James Cain, who had created Walter Neff, was impressed with MacMurray's handling of the character. In early 1944, the author attended the Los Angeles premiere of Double Indemnity and wanted to tell MacMurray how much he had liked his performance. MacMurray had left the event early, however, so Cain didn't have the opportunity to tell him in person. A letter being the next best thing, Cain wrote to MacMurray on 4 February 1944. Five days later, MacMurray answered Cain's letter, telling the author about his initial reluctance to accept the role, while also expressing his hope to play another Cain character in the future (which ultimately never happened).

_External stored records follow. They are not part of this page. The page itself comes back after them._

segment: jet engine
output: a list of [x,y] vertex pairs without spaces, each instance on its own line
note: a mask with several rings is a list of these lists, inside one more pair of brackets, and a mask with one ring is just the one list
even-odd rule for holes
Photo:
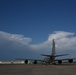
[[34,62],[33,62],[34,64],[37,64],[37,60],[34,60]]
[[69,59],[68,62],[69,62],[69,63],[72,63],[72,62],[73,62],[73,59]]
[[28,64],[28,60],[25,60],[25,64]]
[[62,63],[62,60],[58,60],[58,63],[61,64]]

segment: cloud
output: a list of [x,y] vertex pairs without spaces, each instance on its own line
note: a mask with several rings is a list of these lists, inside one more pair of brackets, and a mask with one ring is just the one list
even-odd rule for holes
[[21,44],[29,44],[32,41],[31,38],[24,37],[23,35],[11,34],[11,33],[2,32],[2,31],[0,31],[0,40],[2,40],[2,42],[4,42],[3,40],[7,40],[12,42],[18,42]]
[[54,31],[49,34],[47,40],[40,44],[30,44],[32,39],[21,34],[11,34],[0,31],[0,59],[15,57],[35,58],[41,53],[51,54],[52,40],[55,39],[56,51],[70,53],[75,56],[76,36],[75,33]]

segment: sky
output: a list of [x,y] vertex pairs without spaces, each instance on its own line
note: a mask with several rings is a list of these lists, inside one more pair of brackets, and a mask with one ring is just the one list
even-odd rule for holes
[[0,60],[42,59],[51,54],[76,57],[75,0],[0,0]]

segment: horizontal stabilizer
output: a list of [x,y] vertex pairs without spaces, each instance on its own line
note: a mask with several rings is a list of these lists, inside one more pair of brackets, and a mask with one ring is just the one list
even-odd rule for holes
[[66,55],[69,55],[69,54],[60,54],[60,55],[55,55],[55,57],[66,56]]
[[52,55],[41,54],[42,56],[51,57]]

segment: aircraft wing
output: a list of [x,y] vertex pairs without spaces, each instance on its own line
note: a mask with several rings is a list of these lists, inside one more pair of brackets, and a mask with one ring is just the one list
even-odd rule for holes
[[76,58],[56,59],[55,61],[58,61],[58,60],[73,60],[73,59],[76,59]]
[[40,60],[40,59],[25,59],[25,58],[16,58],[16,60],[30,60],[30,61],[42,61],[42,62],[44,62],[44,60]]

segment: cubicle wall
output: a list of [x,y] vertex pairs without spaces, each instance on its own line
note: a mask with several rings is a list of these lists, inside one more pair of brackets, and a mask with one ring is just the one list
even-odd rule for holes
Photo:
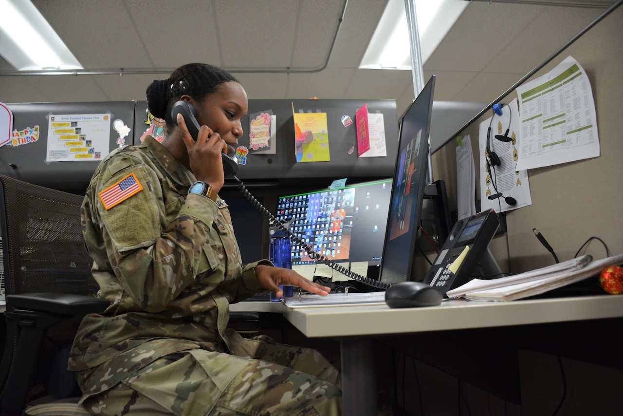
[[[529,170],[532,205],[506,213],[508,233],[492,244],[504,271],[522,272],[553,263],[551,254],[536,239],[535,228],[561,261],[574,257],[592,236],[607,244],[610,255],[623,253],[622,22],[623,7],[619,7],[526,80],[546,74],[569,56],[583,67],[595,100],[601,155]],[[503,102],[516,96],[513,91]],[[476,167],[479,166],[478,125],[491,114],[490,110],[459,133],[470,135]],[[446,181],[450,206],[455,210],[456,147],[457,142],[452,140],[432,156],[434,178]],[[476,195],[480,195],[477,185]],[[596,259],[606,256],[603,246],[596,239],[583,253]]]
[[[13,132],[18,132],[20,138],[14,143],[0,147],[0,173],[25,182],[75,193],[84,193],[101,158],[108,153],[108,149],[118,147],[117,142],[120,133],[113,127],[113,122],[120,120],[122,125],[130,127],[134,123],[133,101],[27,103],[7,104],[7,106],[13,113]],[[67,127],[59,127],[59,130],[67,130],[62,133],[67,137],[67,140],[63,139],[65,142],[82,142],[85,148],[95,148],[98,154],[87,150],[85,153],[88,157],[71,162],[66,160],[69,158],[59,157],[57,161],[54,161],[48,157],[49,152],[51,152],[50,154],[56,152],[48,148],[49,135],[52,133],[49,131],[49,126],[52,122],[52,118],[55,116],[81,115],[85,117],[103,115],[103,119],[108,117],[105,120],[109,130],[108,143],[105,142],[105,138],[104,143],[93,143],[92,145],[87,146],[87,140],[92,138],[87,137],[87,140],[81,140],[80,132],[77,133],[75,131],[77,128],[81,128],[80,125],[88,123],[86,119],[72,117],[72,120],[80,120],[74,122],[75,126],[72,125],[70,121],[65,122],[59,119],[55,122],[67,125]],[[93,135],[101,137],[99,133],[93,132]],[[131,134],[130,132],[130,140]],[[72,136],[77,138],[74,139]],[[103,149],[106,149],[105,152],[102,152]]]
[[[387,156],[359,157],[355,113],[364,104],[369,113],[383,115]],[[146,127],[146,101],[136,103],[135,128]],[[295,147],[295,125],[293,115],[296,113],[326,113],[330,160],[328,162],[297,163]],[[270,110],[275,116],[277,141],[274,153],[249,154],[246,163],[239,168],[238,177],[242,180],[272,180],[299,178],[306,180],[331,178],[383,178],[391,177],[398,149],[398,117],[394,100],[249,100],[249,112],[242,119],[244,133],[239,145],[249,148],[249,115]],[[342,117],[348,116],[353,123],[345,126]],[[140,134],[135,136],[138,143]],[[301,181],[305,188],[326,186],[321,181],[316,186],[309,181]]]

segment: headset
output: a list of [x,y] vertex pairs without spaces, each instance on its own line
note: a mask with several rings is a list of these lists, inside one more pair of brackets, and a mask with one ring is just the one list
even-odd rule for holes
[[[502,165],[502,160],[497,153],[493,152],[493,147],[491,145],[491,125],[493,124],[493,119],[495,118],[496,114],[498,115],[502,115],[502,107],[505,105],[508,107],[508,104],[495,104],[493,105],[493,110],[495,114],[491,117],[491,120],[489,122],[489,128],[487,130],[487,155],[485,158],[487,160],[487,170],[489,172],[489,175],[491,177],[491,185],[493,185],[493,190],[495,191],[495,193],[489,195],[488,198],[492,200],[497,199],[498,202],[499,198],[503,198],[505,202],[511,206],[514,206],[517,205],[517,200],[512,196],[505,196],[503,195],[502,193],[498,190],[497,186],[495,185],[495,167],[500,166]],[[511,123],[513,122],[513,112],[510,111],[510,107],[508,107],[508,110],[510,112],[510,117],[508,119],[508,127],[506,127],[506,132],[505,132],[504,134],[497,134],[494,136],[495,138],[500,142],[506,143],[513,140],[513,138],[508,135],[510,132]],[[502,208],[500,208],[501,210]]]

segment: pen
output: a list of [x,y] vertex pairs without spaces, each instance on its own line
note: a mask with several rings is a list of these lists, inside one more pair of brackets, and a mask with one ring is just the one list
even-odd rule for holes
[[469,251],[469,246],[465,246],[465,248],[463,249],[463,251],[461,252],[461,254],[459,254],[459,257],[457,258],[457,259],[450,265],[449,268],[448,268],[448,269],[452,272],[454,274],[457,274],[457,271],[459,270],[459,268],[460,268],[461,264],[463,264],[463,261],[465,260],[465,257],[467,256],[468,251]]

A fragment of MacMurray's letter
Dear Mr. Cain — I want to thank you for your very nice letter. As you’ve probably been told, it took a lot of persuading by a number of people to get me to tackle the part. I was crazy about the story — but having never done anything like it, I was afraid to take a crack at it. Even after seeing the finished picture, I was sure I’d given an Academy performance — in underacting! But if you, the author, liked it — that’s good enuff for me! I hope I may sometime have another opportunity to do one of your very interesting characters — Thanks again — Fred MacMurray.

Source of both letters: Library of Congress Blogs

Cain (left) and MacMurray

Double Indemnity was nominated for seven Academy Awards (including nominations for Best Picture, Best Director, Best Actress and Best Screenplay) but won none. Still, the film was a big success, both with critics and audiences. James Cain himself reportedly saw the film several times and once said: "It's the only picture I ever saw made from my books that had things in it I wish I had thought of." 

Another Double Indemnity fan was author Charles Jackson who, shortly after viewing it, wrote the following letter full of praise to Billy Wilder. Jackson was the author of the bestselling novel The Lost Weekend (1944), which Wilder would make into a successful film a year later. While Double Indemnity came away empty-handed at the Oscars, The Lost Weekend would win four Oscars, including Best Picture and Best Director.

Source: icollector.com
Above: MacMurray, Stanwyck and Wilder on the set of Double Indemnity. Below: Charles Jackson (left) and Billy Wilder with Ray Milland, the latter was cast as the male lead in Wilder's film adaptation of Jackson's novel The Lost Weekend.

4 April 2023

I am not career minded at all any more

When in early November 1941 Carole Lombard started filming To Be Or Not To Be (1942), it had been a year since she made her last film (i.e. Alfred Hitchcock's Mr. & Mrs. Smith (1941)). Lombard was quite happy focusing on her home and marriage to Clark Gable and was selective in choosing her projects. In a letter to her friends, socialites and polo stars Babs and Eric Tyrell-Martin, dated 29 November 1941, Lombard writes how she is "not career minded at all any more", being mostly concerned with pleasing her husband. The letter was written just six weeks before Lombard would meet her untimely death in a plane crash on 16 January 1942, returning home after a war bond rally. To Be Or Not To Be was released after Lombard's death, the film reportedly the happiest experience of her career.    

Beautiful Carole Lombard, below pictured with husband Clark Gable. There had been rumours that the couple was experiencing marital problems in 1941 and had separated and then reconciled. Lombard was also trying to get pregnant but had problems conceiving.
Source: RR Auction
Ranch life with husband Clark Gable (above) and on the set of To Be or Not To Be with co-star Robert Stack and Ernst Lubitsch, the latter Lombard's favourite comedy director whom she had long wanted to work with (below).